Robie’s hand went to his waistband and out came one of the Glocks. A round was already chambered. He had three spare mags on him as well as his other Glock.

“Come all the way out in the clearing,” he said.

She did so.

And then so did the other man. Right behind Sara.

It was the same guy from the other night: bandaged face in the car.

He held up his gun hand, which was also heavily bandaged. He had his gun in his left hand.

“Hello again,” said the man. “Remember me, Mr. Robie?”

The guy was murderous intent all dolled up in gauze and attitude.

Robie looked around for the others. No way this guy came alone. They were probably starting to outflank him now, coming from all corners.

Bang-bang you’re dead.

Stupid for him to have come here alone at night. He fished for his phone. But who would he call?

Taggert?

Who knew how long it would take for her to get here?

And if she did manage it she’d be outgunned and end up dead like him.

911?

He remembered what she’d said about that.

They’d get here tomorrow to take pictures of the body. What was left of it.

He put the phone away.

“You better come out, Robie,” said Sara, a touch of nervous triumph now in her voice. “They got you surrounded,” she added, her voice quavering. “Should’ve offered to pay me more than three hundred!”

“Shut up, bitch!” yelled the man. He slugged Sara with the butt of his gun. She screamed and fell to the ground, holding her head where he’d struck her.

The man pointed his gun at her.

“Robie, you got ’til the count of five and then she’s dead.”

“How about you being dead too, then?” replied Robie. He lined up his iron sights on the man’s face. There was just enough moonlight to make this an easy kill.

“I’ve got lots of guns aimed at her, Robie. Even if you kill me, she’s dead. And when you fire you reveal your position. And then you’re dead.”

“Looks like I’m dead either way, so why not take you and as many of your boys with me as I can?”
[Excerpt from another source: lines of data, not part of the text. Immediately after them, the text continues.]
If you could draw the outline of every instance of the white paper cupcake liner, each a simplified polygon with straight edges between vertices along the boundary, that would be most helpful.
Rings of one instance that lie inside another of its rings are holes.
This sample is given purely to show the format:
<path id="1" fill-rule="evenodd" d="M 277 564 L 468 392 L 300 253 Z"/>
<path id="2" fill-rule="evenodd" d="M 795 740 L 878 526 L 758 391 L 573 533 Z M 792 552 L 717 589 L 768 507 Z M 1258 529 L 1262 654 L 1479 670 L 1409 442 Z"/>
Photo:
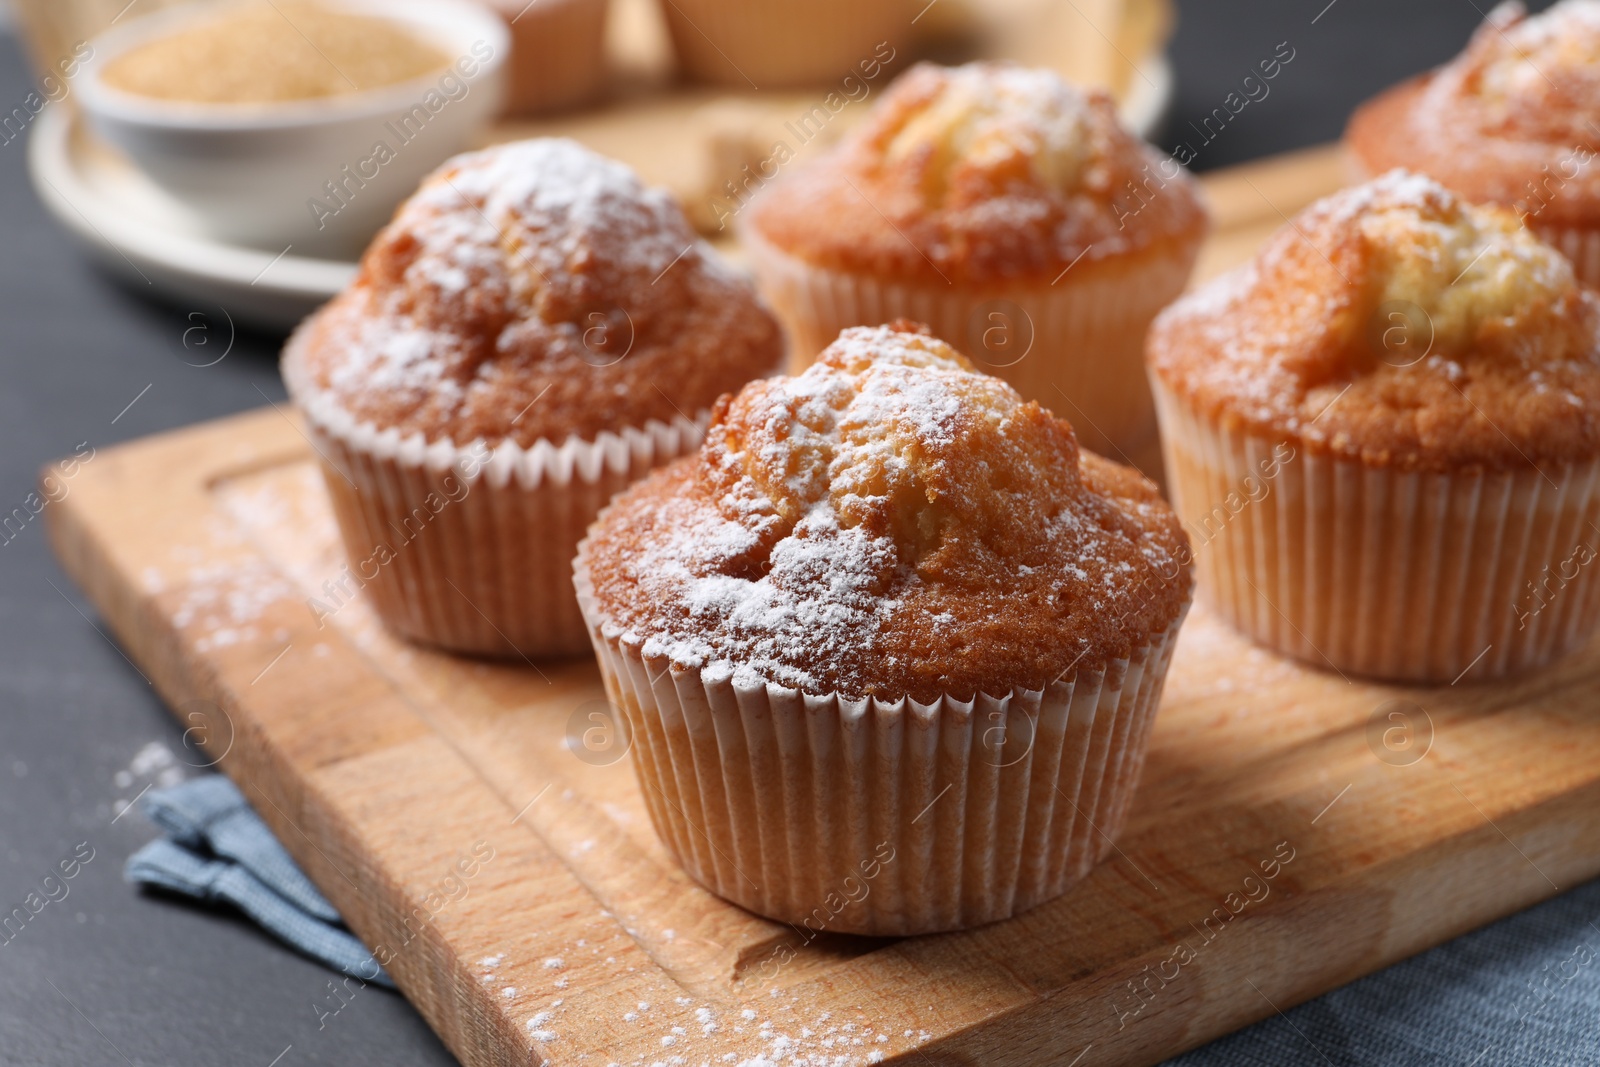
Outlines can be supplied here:
<path id="1" fill-rule="evenodd" d="M 1145 334 L 1188 284 L 1198 249 L 1085 266 L 1054 285 L 979 290 L 813 267 L 750 225 L 740 239 L 762 292 L 789 329 L 795 370 L 846 327 L 902 318 L 926 323 L 981 370 L 1072 423 L 1085 447 L 1111 455 L 1137 448 L 1155 431 Z"/>
<path id="2" fill-rule="evenodd" d="M 726 900 L 822 932 L 1008 918 L 1112 848 L 1144 768 L 1180 616 L 1042 691 L 850 699 L 675 669 L 574 583 L 656 832 Z"/>
<path id="3" fill-rule="evenodd" d="M 1548 663 L 1600 622 L 1600 461 L 1383 470 L 1219 426 L 1154 387 L 1200 595 L 1255 641 L 1448 683 Z"/>
<path id="4" fill-rule="evenodd" d="M 482 656 L 587 651 L 572 591 L 578 542 L 614 495 L 697 447 L 710 418 L 559 445 L 458 446 L 359 422 L 298 387 L 292 360 L 284 376 L 321 455 L 351 572 L 379 617 L 409 640 Z"/>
“Because if you come out with your weapon down I’ll let her go.”

“Bullshit.”

“Please, Robie,” sobbed Sara. “Please do it. They’re goin’ to kill me!”
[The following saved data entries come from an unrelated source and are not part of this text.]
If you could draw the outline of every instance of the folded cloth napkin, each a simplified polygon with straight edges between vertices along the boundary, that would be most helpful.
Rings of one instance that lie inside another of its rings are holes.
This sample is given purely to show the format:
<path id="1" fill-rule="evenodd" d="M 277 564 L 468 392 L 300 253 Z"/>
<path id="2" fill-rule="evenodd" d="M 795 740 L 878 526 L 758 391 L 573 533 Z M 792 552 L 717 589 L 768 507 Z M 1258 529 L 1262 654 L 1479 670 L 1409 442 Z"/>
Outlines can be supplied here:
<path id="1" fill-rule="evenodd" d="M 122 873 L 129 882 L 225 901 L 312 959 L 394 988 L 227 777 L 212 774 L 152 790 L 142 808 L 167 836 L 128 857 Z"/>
“You were dead the minute you did the deal with them.”

She shrieked, “Robie! I don’t want to die!”

Robie was on the move. If the head guy was in the middle of the clearing he figured he had deployed his troops in a circle around that area, which would include where Robie was right now. If they had come in from the direction Sara had stepped from, that meant the guns assigned to get in behind Robie were the farthest away and probably still getting into position.

He did not intend to allow that to happen.
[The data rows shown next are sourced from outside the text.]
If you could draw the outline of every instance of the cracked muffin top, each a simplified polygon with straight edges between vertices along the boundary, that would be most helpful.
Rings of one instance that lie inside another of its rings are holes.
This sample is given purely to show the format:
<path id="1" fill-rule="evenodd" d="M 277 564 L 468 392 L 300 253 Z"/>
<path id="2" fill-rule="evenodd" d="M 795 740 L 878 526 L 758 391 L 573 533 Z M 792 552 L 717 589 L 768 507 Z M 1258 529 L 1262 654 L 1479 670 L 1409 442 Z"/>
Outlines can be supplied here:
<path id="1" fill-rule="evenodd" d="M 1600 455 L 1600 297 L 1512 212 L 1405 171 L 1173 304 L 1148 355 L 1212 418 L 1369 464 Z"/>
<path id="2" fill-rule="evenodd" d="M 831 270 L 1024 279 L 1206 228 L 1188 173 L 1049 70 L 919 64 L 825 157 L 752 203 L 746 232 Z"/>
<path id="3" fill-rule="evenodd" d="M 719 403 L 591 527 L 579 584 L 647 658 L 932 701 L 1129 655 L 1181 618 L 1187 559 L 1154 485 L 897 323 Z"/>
He encountered the first sentry thirty seconds later.

The man had a gun and a knife.

Robie stripped him of the gun and used the knife to slit the man’s throat. He laid him quietly on the dirt and turned to his left.

“Robie, I’m going to shoot her in three seconds unless you walk out here.”

“Kill her. Then you have no more leverage. Then I’ll kill all of you. Guaranteed.”

The man gripped the gun more tightly and looked around the dark woods. His confident look slowly fell away as though he had just realized his costly miscalculation. “One…”

Robie slipped to his left, passed by a tree in a low squat, found the second sentry anxiously peering around in suit and polished shoes, and snapped his neck cleanly. He laid this man down, too.

“Two…”

“Robie, please!” screamed Sara.

“Okay,” said Robie. “I’m coming out.”

He stepped toward the clearing, aware that as soon as he stepped into it a number of weapons would be pointed his way.

He had one gun in hand, his backup in the small of his back. And a knife palmed on the inside of his left hand.

He stepped into the clearing and looked over at the man and then down at Sara. The girl was trembling all over. When she saw Robie, she said, “Thank God.”